I will add some pictures later when I've hung the biltong in the cabinet. Post to follow showing cabinet.

----------


## HeinB

OK, so you've had a quick browse through the recipe above and decided that it really doesn't look that hard, first step is probably to set up a drying cabinet of some sort. I built the cabinet pictured out of a cheap two door cabinet from Bunnings and some bits I had lying around at home. The basic idea of this cabinet is that the lamp at the bottom heats up air, this hot air can hold more moisture and so it draws moisture out of the meat hanging above it. The fan on the side then blows this moist air out of the box and fresh 'dry' air gets sucked in through the little filters at the bottom. Easy peasy, here are some pics:

Outside of the cabinet showing the filters, these are just computer filters from jaycar, any simple air filter will do.



Inside of the cabinet you can see the two plastic conduit rails for hanging the meat from and the 100w lamp down the bottom. 



Computer fan set up such that it blows air out of the cabinet



100W Bulb and some newspaper, the meat 'drips' a bit for the first day or so, so good to have some newspaper on the bottom. Also note all the 'extra' holes in the cabinet were covered with some duct tape.



I just use some plastic coated garden plant support twist ties to hang the meat, cheap easy and effective.




Many people are afraid to tackle making biltong because they have the perception that you are working with raw meat and if you do it wrong it will either rot or end up giving them food poisoning. I am happy to set the record straight - It's practically impossible to stuff it up as long as you stick roughly to recipe and process. I have made literally hundreds of kilos using the recipe and box above and have never had a single issue. It's one of those things that is actually really difficult to get wrong.

Good luck and pop through any questions.

----------


## Toby

Nice work. Can you use certain cuts of meat to make it easier to eat when it has been dried out?

----------


## Twoshotkill

Now that is the Bizzo!
cheers Hein B
does non fat venison work ok?

----------


## Raging Bull

Thank you *HeinB*.

----------


## HeinB

Toby and OneShotKill, you can use any reasonable cut to make the biltong, I even made some goat biltong once, which turned out really good actually. I wouldn't bother using smaller sinewy muscles as they will just turn into unchewable sinewy biltong. Meat without fat works fine, it will probably last even longer on the shelf, but just like all other food, the fat makes it taste a bit nicer  :Have A Nice Day:  

When you  dry the biltong it doesn't have to be bone dry, the meat will turn very dark after a few days in the dryer and I usually start eating mine after about a week in the dryer, at this point the outside is quite dry, but the inside middle still a little bit pink.

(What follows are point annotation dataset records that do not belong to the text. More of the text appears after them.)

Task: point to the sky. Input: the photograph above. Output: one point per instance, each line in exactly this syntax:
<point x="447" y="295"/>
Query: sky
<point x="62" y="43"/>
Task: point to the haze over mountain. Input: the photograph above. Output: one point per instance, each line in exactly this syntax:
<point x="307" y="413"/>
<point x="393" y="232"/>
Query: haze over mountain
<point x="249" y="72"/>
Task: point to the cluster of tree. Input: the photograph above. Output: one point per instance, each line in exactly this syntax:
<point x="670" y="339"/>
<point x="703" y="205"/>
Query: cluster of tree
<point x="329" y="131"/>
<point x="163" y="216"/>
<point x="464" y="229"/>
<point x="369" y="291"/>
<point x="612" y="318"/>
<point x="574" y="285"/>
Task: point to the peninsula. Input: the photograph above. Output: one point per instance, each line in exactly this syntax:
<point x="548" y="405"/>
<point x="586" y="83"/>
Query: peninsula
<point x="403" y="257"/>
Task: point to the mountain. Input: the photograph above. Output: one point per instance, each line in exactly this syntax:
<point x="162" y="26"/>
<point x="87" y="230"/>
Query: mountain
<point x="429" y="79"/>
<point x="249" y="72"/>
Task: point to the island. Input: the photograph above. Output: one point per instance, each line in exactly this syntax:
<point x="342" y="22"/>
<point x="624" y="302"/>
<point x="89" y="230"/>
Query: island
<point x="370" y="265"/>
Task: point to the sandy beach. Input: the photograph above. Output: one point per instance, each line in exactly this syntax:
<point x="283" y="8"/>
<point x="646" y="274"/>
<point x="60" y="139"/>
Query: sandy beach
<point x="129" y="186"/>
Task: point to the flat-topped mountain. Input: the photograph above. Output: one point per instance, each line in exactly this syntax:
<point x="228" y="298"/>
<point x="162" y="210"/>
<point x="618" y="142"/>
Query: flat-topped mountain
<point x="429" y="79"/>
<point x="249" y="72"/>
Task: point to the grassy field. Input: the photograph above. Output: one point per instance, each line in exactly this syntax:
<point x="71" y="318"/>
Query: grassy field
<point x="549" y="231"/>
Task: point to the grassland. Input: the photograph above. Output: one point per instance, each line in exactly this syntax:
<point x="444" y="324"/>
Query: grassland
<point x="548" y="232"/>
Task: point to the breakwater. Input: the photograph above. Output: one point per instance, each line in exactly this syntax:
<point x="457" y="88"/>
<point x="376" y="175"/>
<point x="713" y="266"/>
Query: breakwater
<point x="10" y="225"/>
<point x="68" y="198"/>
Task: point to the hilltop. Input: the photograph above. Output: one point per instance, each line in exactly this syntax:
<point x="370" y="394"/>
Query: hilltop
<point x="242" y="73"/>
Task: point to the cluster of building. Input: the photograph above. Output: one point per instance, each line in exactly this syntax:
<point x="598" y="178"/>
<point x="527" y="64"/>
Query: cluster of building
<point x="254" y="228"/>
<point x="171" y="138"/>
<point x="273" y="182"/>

I will usually consume the 1.5kg or so of biltong within a few weeks, but it will happily last for months in the cupboard if you keep it dry. Alternatively you can also put the biltong in the freezer in which case it will last pretty much indefinitely.

I hung mine at about 10 last night, will take a few pictures a bit later on today and upload them.

----------


## HeinB

The recipe above does not mention where to get some roasted crushed coriander, which is hellishly expensive if  you buy it the wrong way. I usually buy a kg at a time of raw dry coriander seeds from the indian bulk food shop in Glenfield, I then heat up a fry pan and when it's super hot I cover it in the coriander seeds about 3 seeds deep. Stir the seeds, the objective is to roast them. You will see they start changing color, going quite dark brown (after a few minutes) and then eventually you will have some smoke coming off. Turn off the heat at this point and start crushing them, back in the early days I used to crush them in a plastic container using another piece of plastic, but these days I use a mortar and pestle which gets the job done a bit quicker. While crushing the coriander you will smell the most amazing thing, it's fantastic.

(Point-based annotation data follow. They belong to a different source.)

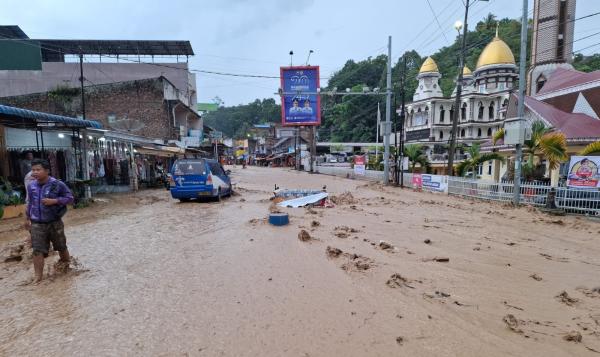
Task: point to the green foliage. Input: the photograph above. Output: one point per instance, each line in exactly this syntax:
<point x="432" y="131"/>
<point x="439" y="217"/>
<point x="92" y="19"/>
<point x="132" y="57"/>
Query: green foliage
<point x="415" y="155"/>
<point x="238" y="120"/>
<point x="475" y="159"/>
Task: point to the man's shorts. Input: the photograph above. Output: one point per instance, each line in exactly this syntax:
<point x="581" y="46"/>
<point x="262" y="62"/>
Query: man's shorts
<point x="44" y="233"/>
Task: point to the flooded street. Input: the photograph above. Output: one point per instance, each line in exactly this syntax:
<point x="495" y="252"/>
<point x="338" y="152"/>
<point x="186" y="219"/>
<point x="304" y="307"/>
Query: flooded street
<point x="163" y="278"/>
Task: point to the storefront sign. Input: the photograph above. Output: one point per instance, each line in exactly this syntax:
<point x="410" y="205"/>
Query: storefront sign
<point x="300" y="104"/>
<point x="415" y="135"/>
<point x="359" y="165"/>
<point x="583" y="172"/>
<point x="417" y="181"/>
<point x="435" y="182"/>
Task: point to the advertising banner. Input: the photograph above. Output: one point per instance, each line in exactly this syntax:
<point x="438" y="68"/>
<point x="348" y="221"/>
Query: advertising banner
<point x="437" y="183"/>
<point x="300" y="104"/>
<point x="417" y="181"/>
<point x="359" y="164"/>
<point x="583" y="172"/>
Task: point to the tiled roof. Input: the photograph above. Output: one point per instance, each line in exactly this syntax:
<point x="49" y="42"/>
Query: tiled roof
<point x="573" y="125"/>
<point x="563" y="78"/>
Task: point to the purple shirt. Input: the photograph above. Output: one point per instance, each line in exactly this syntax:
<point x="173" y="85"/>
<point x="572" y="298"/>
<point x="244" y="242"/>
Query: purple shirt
<point x="36" y="211"/>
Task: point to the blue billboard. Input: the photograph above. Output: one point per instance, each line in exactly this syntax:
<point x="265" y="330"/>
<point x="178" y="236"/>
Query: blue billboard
<point x="300" y="102"/>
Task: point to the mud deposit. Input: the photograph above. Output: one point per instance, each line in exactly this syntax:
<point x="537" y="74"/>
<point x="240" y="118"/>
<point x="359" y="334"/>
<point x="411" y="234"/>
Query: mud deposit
<point x="155" y="277"/>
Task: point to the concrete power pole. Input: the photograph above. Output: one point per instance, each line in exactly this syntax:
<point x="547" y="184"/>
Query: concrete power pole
<point x="388" y="114"/>
<point x="521" y="104"/>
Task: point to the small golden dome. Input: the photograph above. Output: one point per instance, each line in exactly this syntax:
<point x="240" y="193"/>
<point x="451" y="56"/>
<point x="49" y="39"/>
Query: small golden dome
<point x="496" y="52"/>
<point x="429" y="66"/>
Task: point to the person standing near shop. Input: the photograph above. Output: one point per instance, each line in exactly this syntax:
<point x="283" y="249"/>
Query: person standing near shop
<point x="48" y="200"/>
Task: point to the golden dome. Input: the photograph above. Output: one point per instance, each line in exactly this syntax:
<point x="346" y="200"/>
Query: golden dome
<point x="429" y="66"/>
<point x="496" y="52"/>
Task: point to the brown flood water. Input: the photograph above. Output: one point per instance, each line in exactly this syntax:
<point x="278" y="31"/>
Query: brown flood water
<point x="162" y="278"/>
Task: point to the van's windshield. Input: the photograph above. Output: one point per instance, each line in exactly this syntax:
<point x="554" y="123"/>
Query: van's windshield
<point x="196" y="167"/>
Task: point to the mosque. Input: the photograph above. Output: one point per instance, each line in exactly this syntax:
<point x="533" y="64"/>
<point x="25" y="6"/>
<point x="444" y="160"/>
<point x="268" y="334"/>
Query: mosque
<point x="558" y="95"/>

As an aside, this roasted crushed coriander mixed with some pepper corns and chilli powder or flakes makes a great beef spice for bbqs.

----------


## HeinB

Here is a pic of the biltong hanging in the cabinet, at this point it has been hanging for about 12 hours, I will take another picture in a few days to show how it's darkened up.

Notice how it's gone quite brown from the original red.

----------


## Toby

Looks nice

----------


## Raging Bull

Do you not have the light on full time?

----------


## HeinB

> Do you not have the light on full time?


Yep, you could look at some different heat source if the power consumption worries you. If it's a nice dry hot day then just moving air over the meat will work fine, but Auckland is usually wet and humid, so I just leave the bulb on 24/7 for the first week or so.

----------


## Twoshotkill

Does it smell at all?
I dont have a shed all i have is a 20ft shipping container for the moment and it gets pretty hot in there when the sun hits it. will this matter? does the air need to be "fresh" or can i recycle the air in the container?

----------


## HeinB

> Does it smell at all?
> I dont have a shed all i have is a 20ft shipping container for the moment and it gets pretty hot in there when the sun hits it. will this matter? does the air need to be "fresh" or can i recycle the air in the container?


I do mine in the workshop which is shut overnight and you can definitely smell it for the first few days, makes me hungry working in the workshop during the day!!! During the day if the weather is good I just leave the door open to get a bit of circulation. If I make it in the depths of winter I will also run the dehumidifier in the workshop for the first couple of days, this dries the air during the time when most of the moisture is drawn out of the meat.

----------


## paddygonebush

Would using a dehydrator work?

----------


## HeinB

It couldn't hurt chucking 1 or 2 pieces in  a dehydrator to see how it goes. Even eating it on day 1 without drying wont kill you because the meat has been cured with the vinegar and salt. I assume the dehydrator basically just does the same thing as the box, heating air and blowing it over the items to dehydrate ? If that is the case,  if it has settings then just try it on the lowest setting. How big is a typical dehydrator ? Could you put 2kg of beef in it ?

----------


## Toby

Our dehydrator is pretty small dont think it will get close to 2kg maybe 1kg if im lucky, i had it in for too long it went too hard to even chew.

----------


## MassiveAttack

> Our dehydrator is pretty small dont think it will get close to 2kg maybe 1kg if im lucky, i had it in for too long it went too hard to even chew.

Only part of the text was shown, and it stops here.